Alishe Aminov
I have tried to make a difference in my community and the lives of those around me. I have worked on seven political campaigns, founded an educational nonprofit, taught at a mission school in Alaska, and ran for public office. I now sit on the board of directors of four nonprofit organizations, write political analysis for a bilingual multimedia news organization, and serve as a small group leader at my church – all while simultaneously working a job and continuing my education.
The opportunities I have had, have given me the ability to gain skills and coordinate with people in a way that is untypical for someone my age.
However, the hopefulness that has propelled me is depleting, and frustration is gradually taking its place.
I live in a society where the older generations have systematically eroded the notion of American success and pride and, in turn, replaced such values with a nihilistic outlook and grim prospects for the future.
Today youth are bombarded with world-changing environmental threats and disasters – in addition to rising geopolitical tensions and national polarization never experienced by any living generation in the United States today.
Education costs for those tasked with leading the United States into the future are crippling.
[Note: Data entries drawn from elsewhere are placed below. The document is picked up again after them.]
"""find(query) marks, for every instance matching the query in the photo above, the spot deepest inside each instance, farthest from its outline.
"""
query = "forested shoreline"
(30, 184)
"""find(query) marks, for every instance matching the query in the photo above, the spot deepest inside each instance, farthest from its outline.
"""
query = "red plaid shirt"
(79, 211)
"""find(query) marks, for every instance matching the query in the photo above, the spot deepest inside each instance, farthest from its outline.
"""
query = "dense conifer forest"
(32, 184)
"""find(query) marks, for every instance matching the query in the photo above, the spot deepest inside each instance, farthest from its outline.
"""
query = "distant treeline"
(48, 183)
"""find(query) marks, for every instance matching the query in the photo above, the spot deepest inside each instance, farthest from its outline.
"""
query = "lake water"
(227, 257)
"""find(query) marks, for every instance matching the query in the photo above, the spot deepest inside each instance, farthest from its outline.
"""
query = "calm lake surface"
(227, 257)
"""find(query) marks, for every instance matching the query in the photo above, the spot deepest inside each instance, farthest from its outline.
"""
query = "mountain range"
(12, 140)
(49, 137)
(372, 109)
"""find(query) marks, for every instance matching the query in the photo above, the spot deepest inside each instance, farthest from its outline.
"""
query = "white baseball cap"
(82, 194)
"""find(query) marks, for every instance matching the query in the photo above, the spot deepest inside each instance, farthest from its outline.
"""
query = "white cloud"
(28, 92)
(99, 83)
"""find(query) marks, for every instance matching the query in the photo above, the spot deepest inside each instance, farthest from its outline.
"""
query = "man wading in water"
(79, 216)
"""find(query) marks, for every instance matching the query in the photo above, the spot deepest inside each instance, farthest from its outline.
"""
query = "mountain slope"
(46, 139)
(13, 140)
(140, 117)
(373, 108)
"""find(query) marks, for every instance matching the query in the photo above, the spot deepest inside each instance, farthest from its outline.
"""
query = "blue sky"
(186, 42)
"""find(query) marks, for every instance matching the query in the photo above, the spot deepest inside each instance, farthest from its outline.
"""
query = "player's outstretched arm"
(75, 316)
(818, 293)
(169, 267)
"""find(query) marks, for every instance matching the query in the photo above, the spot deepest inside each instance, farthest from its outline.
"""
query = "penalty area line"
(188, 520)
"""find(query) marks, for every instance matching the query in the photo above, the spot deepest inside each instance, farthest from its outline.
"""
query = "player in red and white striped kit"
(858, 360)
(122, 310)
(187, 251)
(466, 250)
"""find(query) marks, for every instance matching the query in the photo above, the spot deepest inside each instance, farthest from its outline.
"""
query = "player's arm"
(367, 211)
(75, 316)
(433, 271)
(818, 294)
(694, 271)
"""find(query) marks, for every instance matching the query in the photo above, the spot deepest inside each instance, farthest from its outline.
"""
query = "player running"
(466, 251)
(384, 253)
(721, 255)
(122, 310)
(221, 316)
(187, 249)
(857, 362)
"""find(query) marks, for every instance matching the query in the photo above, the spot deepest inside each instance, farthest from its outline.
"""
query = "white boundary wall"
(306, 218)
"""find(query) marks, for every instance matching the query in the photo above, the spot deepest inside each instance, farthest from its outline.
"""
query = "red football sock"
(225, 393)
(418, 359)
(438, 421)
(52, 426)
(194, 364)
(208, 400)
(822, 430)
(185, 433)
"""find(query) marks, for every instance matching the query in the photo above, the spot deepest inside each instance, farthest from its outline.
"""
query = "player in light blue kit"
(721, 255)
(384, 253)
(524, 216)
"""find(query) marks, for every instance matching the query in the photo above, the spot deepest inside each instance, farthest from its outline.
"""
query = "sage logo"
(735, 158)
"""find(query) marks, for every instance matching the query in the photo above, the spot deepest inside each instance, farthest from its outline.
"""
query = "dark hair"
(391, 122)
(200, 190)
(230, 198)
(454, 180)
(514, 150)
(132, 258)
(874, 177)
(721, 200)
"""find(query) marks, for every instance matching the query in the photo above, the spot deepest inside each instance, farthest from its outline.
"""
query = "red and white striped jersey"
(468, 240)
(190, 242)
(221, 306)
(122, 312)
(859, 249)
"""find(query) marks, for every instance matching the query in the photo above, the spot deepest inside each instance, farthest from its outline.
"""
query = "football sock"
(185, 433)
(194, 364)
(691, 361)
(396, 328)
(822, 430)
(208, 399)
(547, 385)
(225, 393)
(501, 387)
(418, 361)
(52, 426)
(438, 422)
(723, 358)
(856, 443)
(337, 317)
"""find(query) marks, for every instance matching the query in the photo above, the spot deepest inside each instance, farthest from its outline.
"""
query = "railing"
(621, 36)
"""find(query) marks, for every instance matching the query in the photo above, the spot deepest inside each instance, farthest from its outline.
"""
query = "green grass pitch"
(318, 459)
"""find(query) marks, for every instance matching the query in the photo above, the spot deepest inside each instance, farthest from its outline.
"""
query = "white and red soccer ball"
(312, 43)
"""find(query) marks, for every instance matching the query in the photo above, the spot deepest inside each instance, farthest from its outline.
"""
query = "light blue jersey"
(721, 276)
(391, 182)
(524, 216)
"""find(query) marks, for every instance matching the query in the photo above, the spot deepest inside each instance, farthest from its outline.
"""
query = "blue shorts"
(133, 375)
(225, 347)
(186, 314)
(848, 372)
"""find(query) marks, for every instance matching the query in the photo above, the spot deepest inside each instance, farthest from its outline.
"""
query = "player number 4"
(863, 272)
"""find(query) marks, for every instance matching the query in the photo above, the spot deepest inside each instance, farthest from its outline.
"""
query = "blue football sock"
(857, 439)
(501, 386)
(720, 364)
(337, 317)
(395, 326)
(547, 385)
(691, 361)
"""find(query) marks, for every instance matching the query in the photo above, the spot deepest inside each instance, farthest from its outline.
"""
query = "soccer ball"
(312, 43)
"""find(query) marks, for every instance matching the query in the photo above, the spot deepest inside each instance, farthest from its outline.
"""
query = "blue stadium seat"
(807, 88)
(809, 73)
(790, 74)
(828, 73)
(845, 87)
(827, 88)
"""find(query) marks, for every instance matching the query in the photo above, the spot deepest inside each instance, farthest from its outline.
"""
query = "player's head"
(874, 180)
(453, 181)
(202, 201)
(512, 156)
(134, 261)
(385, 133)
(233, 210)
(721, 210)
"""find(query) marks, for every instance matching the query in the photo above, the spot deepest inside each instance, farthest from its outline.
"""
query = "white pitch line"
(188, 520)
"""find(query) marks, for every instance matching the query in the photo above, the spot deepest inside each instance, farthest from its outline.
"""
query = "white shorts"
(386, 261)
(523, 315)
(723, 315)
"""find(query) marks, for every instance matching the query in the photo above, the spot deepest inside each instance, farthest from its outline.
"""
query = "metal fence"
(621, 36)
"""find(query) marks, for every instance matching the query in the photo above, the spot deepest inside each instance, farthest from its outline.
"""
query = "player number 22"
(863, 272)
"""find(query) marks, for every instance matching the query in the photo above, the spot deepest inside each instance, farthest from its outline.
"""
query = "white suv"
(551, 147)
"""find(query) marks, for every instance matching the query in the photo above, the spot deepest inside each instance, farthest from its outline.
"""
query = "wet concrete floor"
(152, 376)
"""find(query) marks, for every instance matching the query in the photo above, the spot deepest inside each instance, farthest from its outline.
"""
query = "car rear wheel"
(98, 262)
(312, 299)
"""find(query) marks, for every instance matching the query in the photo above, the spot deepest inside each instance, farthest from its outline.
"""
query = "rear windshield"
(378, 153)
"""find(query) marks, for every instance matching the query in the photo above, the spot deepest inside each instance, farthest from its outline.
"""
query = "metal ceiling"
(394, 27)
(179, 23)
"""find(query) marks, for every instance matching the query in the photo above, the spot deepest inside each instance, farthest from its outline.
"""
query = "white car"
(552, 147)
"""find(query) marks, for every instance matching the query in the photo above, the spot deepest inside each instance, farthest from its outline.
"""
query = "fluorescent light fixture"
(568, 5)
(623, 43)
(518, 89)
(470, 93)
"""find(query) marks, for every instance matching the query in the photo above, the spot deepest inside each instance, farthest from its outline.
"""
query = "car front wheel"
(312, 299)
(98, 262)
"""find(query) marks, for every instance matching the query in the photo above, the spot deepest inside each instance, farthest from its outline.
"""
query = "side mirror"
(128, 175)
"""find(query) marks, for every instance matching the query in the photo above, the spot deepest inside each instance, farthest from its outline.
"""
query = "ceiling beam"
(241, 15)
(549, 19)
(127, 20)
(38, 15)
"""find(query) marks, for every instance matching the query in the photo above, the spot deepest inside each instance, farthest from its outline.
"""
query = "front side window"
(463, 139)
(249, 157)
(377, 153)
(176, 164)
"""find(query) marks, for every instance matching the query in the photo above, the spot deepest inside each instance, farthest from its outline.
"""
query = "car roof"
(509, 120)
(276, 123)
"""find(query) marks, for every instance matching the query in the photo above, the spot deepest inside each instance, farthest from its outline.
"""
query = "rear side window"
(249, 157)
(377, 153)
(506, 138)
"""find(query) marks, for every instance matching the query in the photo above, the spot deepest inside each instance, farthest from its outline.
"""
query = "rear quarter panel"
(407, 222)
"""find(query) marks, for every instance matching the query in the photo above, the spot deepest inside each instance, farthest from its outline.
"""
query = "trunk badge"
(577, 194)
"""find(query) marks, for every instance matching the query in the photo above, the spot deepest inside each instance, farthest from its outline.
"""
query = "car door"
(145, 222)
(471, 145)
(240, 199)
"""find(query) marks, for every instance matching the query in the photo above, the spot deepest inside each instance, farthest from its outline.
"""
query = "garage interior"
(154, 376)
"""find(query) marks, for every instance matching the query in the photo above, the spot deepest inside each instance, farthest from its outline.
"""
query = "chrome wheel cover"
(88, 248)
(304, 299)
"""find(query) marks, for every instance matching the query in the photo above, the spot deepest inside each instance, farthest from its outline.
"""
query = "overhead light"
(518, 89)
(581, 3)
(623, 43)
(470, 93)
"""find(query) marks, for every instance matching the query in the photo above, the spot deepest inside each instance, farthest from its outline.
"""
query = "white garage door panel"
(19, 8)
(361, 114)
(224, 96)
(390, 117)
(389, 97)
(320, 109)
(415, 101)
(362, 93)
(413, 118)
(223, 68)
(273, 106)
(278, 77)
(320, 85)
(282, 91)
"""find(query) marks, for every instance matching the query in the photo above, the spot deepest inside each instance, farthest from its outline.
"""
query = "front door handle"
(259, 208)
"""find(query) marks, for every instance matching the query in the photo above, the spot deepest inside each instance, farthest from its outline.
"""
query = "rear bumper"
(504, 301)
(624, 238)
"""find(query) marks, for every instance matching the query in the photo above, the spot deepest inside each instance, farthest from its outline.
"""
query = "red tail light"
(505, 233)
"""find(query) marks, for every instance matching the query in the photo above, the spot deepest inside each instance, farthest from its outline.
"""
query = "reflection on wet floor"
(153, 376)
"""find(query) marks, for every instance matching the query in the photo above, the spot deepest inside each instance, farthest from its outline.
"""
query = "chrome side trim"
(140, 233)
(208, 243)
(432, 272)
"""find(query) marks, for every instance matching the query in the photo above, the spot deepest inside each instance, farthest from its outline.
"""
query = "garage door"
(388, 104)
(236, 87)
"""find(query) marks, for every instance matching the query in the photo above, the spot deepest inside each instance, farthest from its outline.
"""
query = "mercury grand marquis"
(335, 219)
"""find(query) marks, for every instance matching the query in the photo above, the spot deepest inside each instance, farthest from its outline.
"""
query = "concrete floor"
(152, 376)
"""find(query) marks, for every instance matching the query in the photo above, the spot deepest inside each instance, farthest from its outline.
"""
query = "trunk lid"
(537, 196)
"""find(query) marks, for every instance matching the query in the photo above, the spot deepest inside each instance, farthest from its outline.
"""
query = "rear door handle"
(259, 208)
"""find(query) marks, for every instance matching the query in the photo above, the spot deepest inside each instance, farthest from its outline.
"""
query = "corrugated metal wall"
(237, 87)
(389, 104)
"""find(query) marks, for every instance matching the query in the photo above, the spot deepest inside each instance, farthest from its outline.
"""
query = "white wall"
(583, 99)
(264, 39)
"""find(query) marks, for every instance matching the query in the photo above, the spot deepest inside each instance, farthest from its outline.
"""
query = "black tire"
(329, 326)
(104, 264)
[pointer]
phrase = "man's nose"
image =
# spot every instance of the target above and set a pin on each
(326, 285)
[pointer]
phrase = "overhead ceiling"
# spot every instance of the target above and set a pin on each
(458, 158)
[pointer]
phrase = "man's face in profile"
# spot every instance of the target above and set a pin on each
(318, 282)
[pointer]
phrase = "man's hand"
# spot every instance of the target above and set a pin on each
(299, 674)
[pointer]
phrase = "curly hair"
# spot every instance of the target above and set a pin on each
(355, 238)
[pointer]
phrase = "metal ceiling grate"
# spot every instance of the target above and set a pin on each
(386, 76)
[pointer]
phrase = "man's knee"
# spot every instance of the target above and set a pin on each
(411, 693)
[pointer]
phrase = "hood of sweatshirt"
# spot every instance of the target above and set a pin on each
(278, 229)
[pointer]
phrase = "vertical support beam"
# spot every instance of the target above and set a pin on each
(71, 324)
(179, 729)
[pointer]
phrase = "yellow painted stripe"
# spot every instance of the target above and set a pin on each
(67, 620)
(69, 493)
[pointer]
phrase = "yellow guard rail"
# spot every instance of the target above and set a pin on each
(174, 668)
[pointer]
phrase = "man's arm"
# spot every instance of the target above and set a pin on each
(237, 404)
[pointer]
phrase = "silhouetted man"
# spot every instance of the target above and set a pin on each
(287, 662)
The economy is weak; inflation is sky-high.
In addition to those things, the dissolution of family values and a crippled public education system have added to record high rates of youth depression, drug addiction, and suicide.
Despite this, I regularly hear people say that the younger generation is weak, soft, ungrateful, and unmotivated – I disagree.
I live in a world where the older generations on both the Left and the Right use personal characteristics such as race, ethnicity, gender, socioeconomic status, culture, religion, sexual orientation, and heritage as political chips that do nothing but divide.
It guts me that as opposed to simply being both a person and an American, my value as an individual is tied to the perceived color of my skin, the origin of my birth, my gender, my sexuality, and my socioeconomic status.
To Democrats, I am defined by a perceived and lingering notion of “white privilege.”
To Republicans, I am defined by the fact that I was born overseas and am somehow less of an American because I do not fit into their typical mold of individual being.
Oddly enough, the uncertain challenges that loom over the United States in the not-so-distant future dishearten me considerably less than the stubbornness of the individuals who have led us to where we are now.
I have come to the determination that what the older generation fears more than anything is not the “evil” of their opposition prevailing but losing the custodianship of a power they cling to so dearly.
I have come to this conclusion because I have consistently been met with fierce adversity in nearly every field I have worked. People who claim to have the same communal interests have challenged my age, maturity, intelligence, capability, dignity, and morality, in addition to all the demographics I mentioned above.
It is interesting to me that although I am regularly told that the problem we face as a nation is that youth “won’t get involved,” in many of the areas that I have worked in, people older than I have taken advantage of my help and, in turn, treated me with blatant disrespect.
Martin Luther King Jr. said in his “I Have a Dream” speech, “I have a dream that my four little children will one day live in a nation where they will not be judged by the color of their skin but by the content of their character.”
With the same spirit as Dr. King, I hope to one day live in a country where, as a person, I am judged not by the perception of my age, political affiliation, or letters behind my name but by the content of my character and the abilities of my mind.
I struggle with the reality that most of the established professionals I work with tend to choose to interpret my silence as a lack of understanding, my haste for youthful angst, my challenge of the status quo as stubbornness, and my focus as unsociability.
It seems as if I am too focused, I am socially awkward, and if I am too social, I am not focused enough. And, if people fail to explain things clearly, then I am the one who lacks understanding.
If I am too white to be a minority, too foreign to be accepted, too conservative to be progressive, too progressive to be conservative, too young to be a professional, and too inexperienced to be a leader, then what am I?
In a country where so few people act beyond idle comments on social media platforms, I am regularly met with fierce resistance from groups of people who claim to be “interested in improving the condition of the world” yet ultimately work in circles to accomplish very little.
It often seems to me that when older people “who have more experience” say they wish youth would become more active and involved, they are primarily interested in having young minds to impart their “wisdom” on more than they are interested in preparing the next generation to eventually lead.
Young people are not just warm bodies to be bossed around and commanded.
I am exhausted by an older generation, which has caused the majority of the problems that we face in the world today, acting as though they have superiority over the generations after them that they seem to have forgotten.
While I hold that the test of time is one that cannot be replicated in any other way and that those who have lived longer than I, have a wisdom and knowledge that I do not possess- I believe that considering the state in which we find the world today, the notion that status quo and the repetition of benign practices will lead us to a better tomorrow, is foolishness.
At the age of 19, I am already tired. I am tired of spinning my wheels, tired of dealing with stubborn people who are stuck in old ways, tired of being trivialized by those around me, tired of being pushed around, tired of being told that my generation is weak or lazy, and tired of liberals AND conservatives indoctrinating youth with their own blatant social and political propagandas.
More than anything, I believe there is always a solution in a world full of problems. So, despite the resistance faced by my generation, I wake up and move forward each day.
Eventually, the younger generation will be left with the duty of leading the world forward. I hope the youth of my generation still care.